所以說,還是她想太多, 衛景榮一行應該是另有任務。至於到底是什麼, 就衛景榮那閉口不言的模樣, 她們又不能嚴刑逼供,自然是一無所知了。
來到西北, 還沒見到衛家軍就千頭萬緒,路以卿和沈望舒也不免有些焦躁。
如此又過了三五日, 衛景榮的傷勢也好了不少。可在路以卿提議將他送回雲擒關時, 不僅是衛景榮,就連方大夫也是反對的,因為衛景榮新癒合的傷口根本經不起顛簸。
路以卿覺得這是個麻煩, 於是私下裡又與衛景榮談了一回,她直言道:「我知你對我們防備心甚重。恰巧, 我們也是一樣, 如今西北這麼亂, 也不是什麼人都能救的。」
衛景榮聞言沒有反駁,只定定的盯著路以卿,等著她的下文。
路以卿總覺得這人身上有些鋒銳之氣,想了想大概也是從戰場上磨礪出來的。而她猜測對方身份不低,是故說話還算客氣:「你我都不信任對方,湊在一起也不過是各自防備,也實在是件累人的事。至於你說將你送去官衙或者駐軍,我們平頭百姓是不敢去送的,怕惹上禍事。不過你既然說自己是衛家軍的人,那我們卻可以送你回雲擒關。」
衛家軍在西北的名聲實在是不錯,在長安時她們或許只聽說過這支軍隊驍勇善戰,可到了涼州就能知道,這裡的百姓對他們有多推崇。甚至許多人不信官府,卻會信衛家軍。

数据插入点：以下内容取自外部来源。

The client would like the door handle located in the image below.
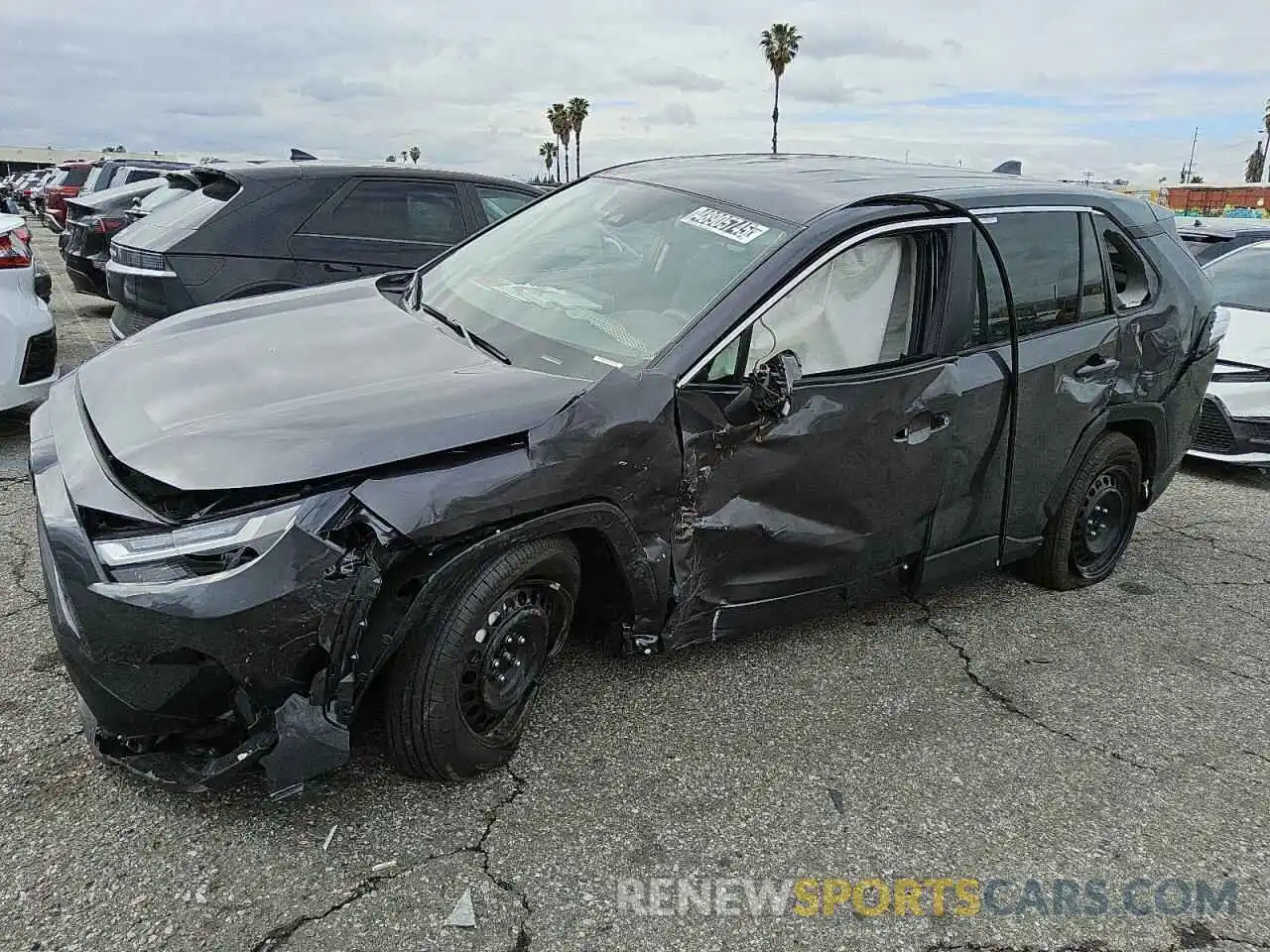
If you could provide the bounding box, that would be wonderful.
[892,414,952,447]
[1075,354,1120,380]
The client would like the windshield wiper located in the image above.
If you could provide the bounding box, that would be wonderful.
[414,300,512,367]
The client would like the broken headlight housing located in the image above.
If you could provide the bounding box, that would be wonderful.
[92,500,308,583]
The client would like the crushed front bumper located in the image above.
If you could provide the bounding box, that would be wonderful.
[1190,384,1270,467]
[31,378,373,796]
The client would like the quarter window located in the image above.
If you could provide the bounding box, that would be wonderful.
[1080,214,1108,321]
[974,212,1081,345]
[327,178,466,245]
[1098,217,1151,309]
[472,185,534,225]
[741,235,924,376]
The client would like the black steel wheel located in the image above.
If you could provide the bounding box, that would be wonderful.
[384,536,581,779]
[1072,467,1134,579]
[1020,431,1142,590]
[456,579,572,739]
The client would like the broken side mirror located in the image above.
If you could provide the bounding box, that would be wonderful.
[722,350,803,426]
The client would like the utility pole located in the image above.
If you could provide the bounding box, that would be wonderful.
[1261,99,1270,184]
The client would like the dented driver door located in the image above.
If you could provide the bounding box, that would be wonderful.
[672,220,956,640]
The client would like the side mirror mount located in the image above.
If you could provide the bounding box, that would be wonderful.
[722,350,803,426]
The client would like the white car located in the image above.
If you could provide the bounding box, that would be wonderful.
[1190,241,1270,467]
[0,214,58,410]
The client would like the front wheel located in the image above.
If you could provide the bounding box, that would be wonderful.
[384,536,581,779]
[1021,430,1142,591]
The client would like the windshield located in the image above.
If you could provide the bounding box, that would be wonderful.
[137,185,193,213]
[404,178,789,380]
[1204,245,1270,311]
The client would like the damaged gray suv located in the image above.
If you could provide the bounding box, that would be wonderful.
[31,156,1223,793]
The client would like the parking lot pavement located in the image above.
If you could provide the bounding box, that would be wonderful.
[0,218,1270,952]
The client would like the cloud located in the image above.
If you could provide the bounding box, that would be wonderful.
[0,0,1270,181]
[799,24,935,60]
[627,62,727,92]
[164,96,262,119]
[296,76,389,103]
[641,103,698,126]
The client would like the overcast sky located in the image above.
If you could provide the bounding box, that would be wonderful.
[10,0,1270,184]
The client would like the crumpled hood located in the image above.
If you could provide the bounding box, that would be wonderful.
[1218,307,1270,367]
[78,278,589,490]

衛景榮聞言不太意外,可他還是擰著眉拒絕了:「不必,我如今還不能回去。」
路以卿不等他解釋,也等不到他解釋,便道:「我知道你傷得不輕,方大夫說你此時不宜顛簸。可你放心,我的車是改良過的,本就沒那麼顛簸,在車上多鋪些東西也不會與你傷勢有礙。」
衛景榮聽完眉頭皺得更緊了:「我不是這個意思,我是說我現在還沒完成軍務,不能回去。你若實在怕受牽連想將我送走,便送我去陽城吧,來日我必當酬謝。」
路以卿好言好語與他解釋,聽他這般說卻忍不住翻了個白眼:「大兄弟,你別鬧了。不看看你現在什麼狀況,還完成軍務呢,你能把自己小命保住就不錯了,就是去了陽城還能做什麼?!」
衛景榮氣結,可藏著秘密也不知如何勸服對方,只將自己憋得不輕。
路以卿看他這模樣忍不住失笑,終於也報了之前被他言語糊弄的仇。可說到底,這人不離開,還是砸在了她手裡,又讓她有些笑不出來。
病床上下,兩個人面面相覷,路以卿最後捂著額頭嘆了口氣:「兄弟,我好歹也救了你,你別為難我好嗎?問你什麼你都不答,送你回衛家軍你還不樂意,你到底要鬧哪樣啊?難不成是想惹惱了我,再把你丟回荒郊野外,你才高興嗎?」
她本是隨口抱怨,卻不想衛景榮聽到她的話卻笑了,篤定道:「你不會的。」